Understanding
surface reactions of biomass-derived oxygenates on metal oxides is
important for designing catalysts for valorization of biomass. This
work elucidated the effect of different pretreatments on molybdenum
trioxide (MoO3) to understand how surface reactivity is
controlled by the surface oxidation state. The catalyst was pretreated
in oxidative, inert, and reducing environments. The inert and reducing
pretreatments created oxygen vacancies on the catalyst surface that
acted as active sites for the adsorption of oxygenated molecules,
with the reducing pretreatment yielding a higher density of these
active sites. Exposing the catalyst to an alcoholic solvent such as
methanol also led to a partial reduction similar to the inert pretreatment.
After pretreatment, the catalyst was exposed to ethanol, acetaldehyde,
and crotonaldehyde with subsequent characterization by diffuse reflectance
infrared spectroscopy (DRIFTS), temperature-programmed desorption
(TPD), X-ray absorption near edge spectroscopy (XANES), and X-ray
photoelectron spectroscopy (XPS). Density functional theory (DFT)
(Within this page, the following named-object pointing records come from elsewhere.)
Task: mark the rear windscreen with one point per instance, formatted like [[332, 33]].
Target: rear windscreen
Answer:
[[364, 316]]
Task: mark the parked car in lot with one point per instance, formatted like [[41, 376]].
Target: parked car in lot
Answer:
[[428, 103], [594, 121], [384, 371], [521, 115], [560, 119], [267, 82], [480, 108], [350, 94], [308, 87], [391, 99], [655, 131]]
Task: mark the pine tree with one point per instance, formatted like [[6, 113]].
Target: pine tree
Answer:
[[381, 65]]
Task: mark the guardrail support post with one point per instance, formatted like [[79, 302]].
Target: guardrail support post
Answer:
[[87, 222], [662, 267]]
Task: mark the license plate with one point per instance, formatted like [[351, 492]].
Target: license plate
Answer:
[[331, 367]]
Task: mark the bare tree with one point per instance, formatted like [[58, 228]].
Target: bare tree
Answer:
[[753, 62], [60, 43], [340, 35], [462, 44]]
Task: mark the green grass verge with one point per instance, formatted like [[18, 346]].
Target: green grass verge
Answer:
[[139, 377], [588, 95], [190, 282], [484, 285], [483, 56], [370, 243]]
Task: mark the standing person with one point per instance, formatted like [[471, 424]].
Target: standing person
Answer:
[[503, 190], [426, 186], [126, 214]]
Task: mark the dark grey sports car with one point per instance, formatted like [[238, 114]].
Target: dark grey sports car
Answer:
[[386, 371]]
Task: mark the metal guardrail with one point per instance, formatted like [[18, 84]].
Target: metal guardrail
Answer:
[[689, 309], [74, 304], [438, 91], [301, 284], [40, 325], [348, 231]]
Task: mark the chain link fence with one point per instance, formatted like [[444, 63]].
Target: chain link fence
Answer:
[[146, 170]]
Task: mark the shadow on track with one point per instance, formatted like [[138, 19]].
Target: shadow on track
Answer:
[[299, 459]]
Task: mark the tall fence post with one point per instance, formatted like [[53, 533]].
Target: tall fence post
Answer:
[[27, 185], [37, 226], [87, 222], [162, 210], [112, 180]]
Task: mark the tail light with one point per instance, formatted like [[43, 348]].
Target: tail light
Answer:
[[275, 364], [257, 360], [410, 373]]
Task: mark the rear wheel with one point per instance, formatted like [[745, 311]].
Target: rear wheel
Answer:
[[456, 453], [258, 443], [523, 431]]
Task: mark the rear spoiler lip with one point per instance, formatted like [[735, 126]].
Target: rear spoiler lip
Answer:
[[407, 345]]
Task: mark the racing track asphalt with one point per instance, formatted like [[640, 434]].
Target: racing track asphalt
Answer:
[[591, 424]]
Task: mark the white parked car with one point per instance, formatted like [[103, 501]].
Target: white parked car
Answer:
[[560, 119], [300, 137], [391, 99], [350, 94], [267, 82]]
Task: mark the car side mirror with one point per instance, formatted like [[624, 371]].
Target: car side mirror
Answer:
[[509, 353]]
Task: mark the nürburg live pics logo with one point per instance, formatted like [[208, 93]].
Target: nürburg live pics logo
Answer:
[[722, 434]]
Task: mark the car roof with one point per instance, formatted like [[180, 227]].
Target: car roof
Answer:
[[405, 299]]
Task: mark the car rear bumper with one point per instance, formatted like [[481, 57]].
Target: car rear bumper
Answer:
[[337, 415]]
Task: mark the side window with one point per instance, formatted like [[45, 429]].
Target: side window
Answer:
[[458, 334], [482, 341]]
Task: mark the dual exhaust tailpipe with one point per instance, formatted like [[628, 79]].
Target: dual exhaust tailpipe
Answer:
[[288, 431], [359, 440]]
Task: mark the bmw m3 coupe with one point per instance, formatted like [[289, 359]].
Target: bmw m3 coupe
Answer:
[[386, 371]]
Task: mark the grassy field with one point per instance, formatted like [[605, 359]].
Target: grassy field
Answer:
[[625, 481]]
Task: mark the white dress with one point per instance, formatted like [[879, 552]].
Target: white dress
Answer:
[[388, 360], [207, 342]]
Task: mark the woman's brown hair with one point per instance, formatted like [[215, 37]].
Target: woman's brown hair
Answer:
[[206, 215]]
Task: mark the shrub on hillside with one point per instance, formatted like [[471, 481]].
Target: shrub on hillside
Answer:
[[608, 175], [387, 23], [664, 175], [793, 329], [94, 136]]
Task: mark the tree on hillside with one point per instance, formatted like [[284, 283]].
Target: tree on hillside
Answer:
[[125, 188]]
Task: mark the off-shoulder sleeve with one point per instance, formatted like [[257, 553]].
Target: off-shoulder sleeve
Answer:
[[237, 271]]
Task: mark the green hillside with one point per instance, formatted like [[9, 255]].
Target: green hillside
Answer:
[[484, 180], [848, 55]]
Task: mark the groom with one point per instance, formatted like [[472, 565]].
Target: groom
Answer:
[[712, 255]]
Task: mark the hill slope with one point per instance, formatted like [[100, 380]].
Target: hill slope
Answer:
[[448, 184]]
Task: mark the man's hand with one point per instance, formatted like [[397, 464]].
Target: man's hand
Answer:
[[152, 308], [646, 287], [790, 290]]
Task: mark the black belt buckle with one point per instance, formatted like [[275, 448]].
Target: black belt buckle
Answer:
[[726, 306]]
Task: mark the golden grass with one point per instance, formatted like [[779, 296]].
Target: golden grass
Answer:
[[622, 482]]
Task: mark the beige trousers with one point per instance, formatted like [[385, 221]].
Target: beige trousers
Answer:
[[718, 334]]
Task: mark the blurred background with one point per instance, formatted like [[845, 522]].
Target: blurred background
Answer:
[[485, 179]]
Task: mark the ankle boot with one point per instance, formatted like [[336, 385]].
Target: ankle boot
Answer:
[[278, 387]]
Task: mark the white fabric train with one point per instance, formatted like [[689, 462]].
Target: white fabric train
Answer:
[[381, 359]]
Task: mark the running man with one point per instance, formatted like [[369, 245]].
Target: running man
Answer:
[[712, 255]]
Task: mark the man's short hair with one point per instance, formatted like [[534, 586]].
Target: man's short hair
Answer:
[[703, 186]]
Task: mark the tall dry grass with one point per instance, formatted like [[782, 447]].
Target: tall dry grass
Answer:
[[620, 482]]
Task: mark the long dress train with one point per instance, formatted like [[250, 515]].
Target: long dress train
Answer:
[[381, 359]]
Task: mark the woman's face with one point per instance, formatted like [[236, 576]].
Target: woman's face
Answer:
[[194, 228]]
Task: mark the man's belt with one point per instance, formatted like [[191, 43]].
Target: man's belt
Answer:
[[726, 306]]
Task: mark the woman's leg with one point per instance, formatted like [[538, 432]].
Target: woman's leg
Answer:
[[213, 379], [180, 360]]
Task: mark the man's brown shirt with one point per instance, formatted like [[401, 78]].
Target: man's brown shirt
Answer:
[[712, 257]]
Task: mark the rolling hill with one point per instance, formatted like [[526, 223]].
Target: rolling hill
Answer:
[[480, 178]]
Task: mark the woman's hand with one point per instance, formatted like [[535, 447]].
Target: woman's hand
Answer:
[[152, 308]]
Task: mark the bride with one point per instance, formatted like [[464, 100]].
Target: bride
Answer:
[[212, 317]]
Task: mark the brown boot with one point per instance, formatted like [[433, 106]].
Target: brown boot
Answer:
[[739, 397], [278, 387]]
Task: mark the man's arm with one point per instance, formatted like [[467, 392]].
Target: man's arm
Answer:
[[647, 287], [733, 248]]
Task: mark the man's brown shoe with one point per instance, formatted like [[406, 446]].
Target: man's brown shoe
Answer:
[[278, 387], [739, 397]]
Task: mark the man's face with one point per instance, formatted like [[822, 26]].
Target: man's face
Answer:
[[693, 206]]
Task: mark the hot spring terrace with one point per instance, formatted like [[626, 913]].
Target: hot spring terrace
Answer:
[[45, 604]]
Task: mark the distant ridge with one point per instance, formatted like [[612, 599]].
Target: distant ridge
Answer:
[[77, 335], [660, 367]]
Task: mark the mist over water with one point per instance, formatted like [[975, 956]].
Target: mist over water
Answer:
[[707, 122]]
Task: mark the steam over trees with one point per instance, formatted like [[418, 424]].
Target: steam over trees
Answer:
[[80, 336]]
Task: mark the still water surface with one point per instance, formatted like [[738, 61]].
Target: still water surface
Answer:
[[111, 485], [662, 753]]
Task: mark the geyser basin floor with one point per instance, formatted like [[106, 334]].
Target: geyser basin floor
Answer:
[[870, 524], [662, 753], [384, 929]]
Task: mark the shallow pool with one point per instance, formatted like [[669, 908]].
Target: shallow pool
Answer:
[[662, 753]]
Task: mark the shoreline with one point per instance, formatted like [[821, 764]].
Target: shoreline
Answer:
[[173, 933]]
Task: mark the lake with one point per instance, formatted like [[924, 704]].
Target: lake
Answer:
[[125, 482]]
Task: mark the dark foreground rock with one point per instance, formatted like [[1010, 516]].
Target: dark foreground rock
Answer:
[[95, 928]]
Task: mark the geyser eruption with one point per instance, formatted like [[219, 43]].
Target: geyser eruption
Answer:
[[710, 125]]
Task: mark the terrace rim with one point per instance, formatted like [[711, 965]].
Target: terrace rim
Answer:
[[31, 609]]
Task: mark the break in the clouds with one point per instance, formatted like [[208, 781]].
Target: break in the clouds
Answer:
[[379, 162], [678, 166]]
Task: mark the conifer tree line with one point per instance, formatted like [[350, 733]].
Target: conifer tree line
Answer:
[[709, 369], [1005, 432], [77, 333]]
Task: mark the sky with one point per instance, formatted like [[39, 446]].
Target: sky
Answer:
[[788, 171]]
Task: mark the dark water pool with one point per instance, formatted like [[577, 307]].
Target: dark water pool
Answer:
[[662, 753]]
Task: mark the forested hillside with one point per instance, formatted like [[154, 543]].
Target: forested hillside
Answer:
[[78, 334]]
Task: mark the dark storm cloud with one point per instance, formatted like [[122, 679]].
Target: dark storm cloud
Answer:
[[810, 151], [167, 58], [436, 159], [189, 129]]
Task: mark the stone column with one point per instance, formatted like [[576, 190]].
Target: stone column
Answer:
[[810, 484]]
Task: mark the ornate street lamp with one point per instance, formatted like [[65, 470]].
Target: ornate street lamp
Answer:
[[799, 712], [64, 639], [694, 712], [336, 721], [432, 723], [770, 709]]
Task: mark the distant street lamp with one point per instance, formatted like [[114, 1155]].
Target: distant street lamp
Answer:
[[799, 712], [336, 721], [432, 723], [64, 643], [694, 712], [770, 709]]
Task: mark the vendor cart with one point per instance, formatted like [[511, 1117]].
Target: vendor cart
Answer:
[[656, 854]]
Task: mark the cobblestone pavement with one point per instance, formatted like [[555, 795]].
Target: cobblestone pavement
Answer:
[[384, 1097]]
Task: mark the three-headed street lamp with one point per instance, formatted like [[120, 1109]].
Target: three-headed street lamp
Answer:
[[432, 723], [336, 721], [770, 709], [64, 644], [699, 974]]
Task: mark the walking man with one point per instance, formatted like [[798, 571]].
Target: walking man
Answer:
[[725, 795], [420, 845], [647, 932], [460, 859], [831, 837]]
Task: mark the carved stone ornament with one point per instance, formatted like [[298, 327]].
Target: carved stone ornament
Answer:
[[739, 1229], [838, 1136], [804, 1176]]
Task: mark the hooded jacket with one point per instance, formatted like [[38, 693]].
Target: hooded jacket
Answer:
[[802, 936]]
was also used to determine adsorption configurations and energies
of ethanol, acetaldehyde, and crotonaldehyde. Reduced surfaces were
shown to have a stronger affinity for carbonyls, leading to a higher
activity for the aldol condensation of acetaldehyde and ethanol to
C4 molecules. Catalysts pretreated in an oxidative environment
were completely inactive toward chemisorption and reaction of acetaldehyde.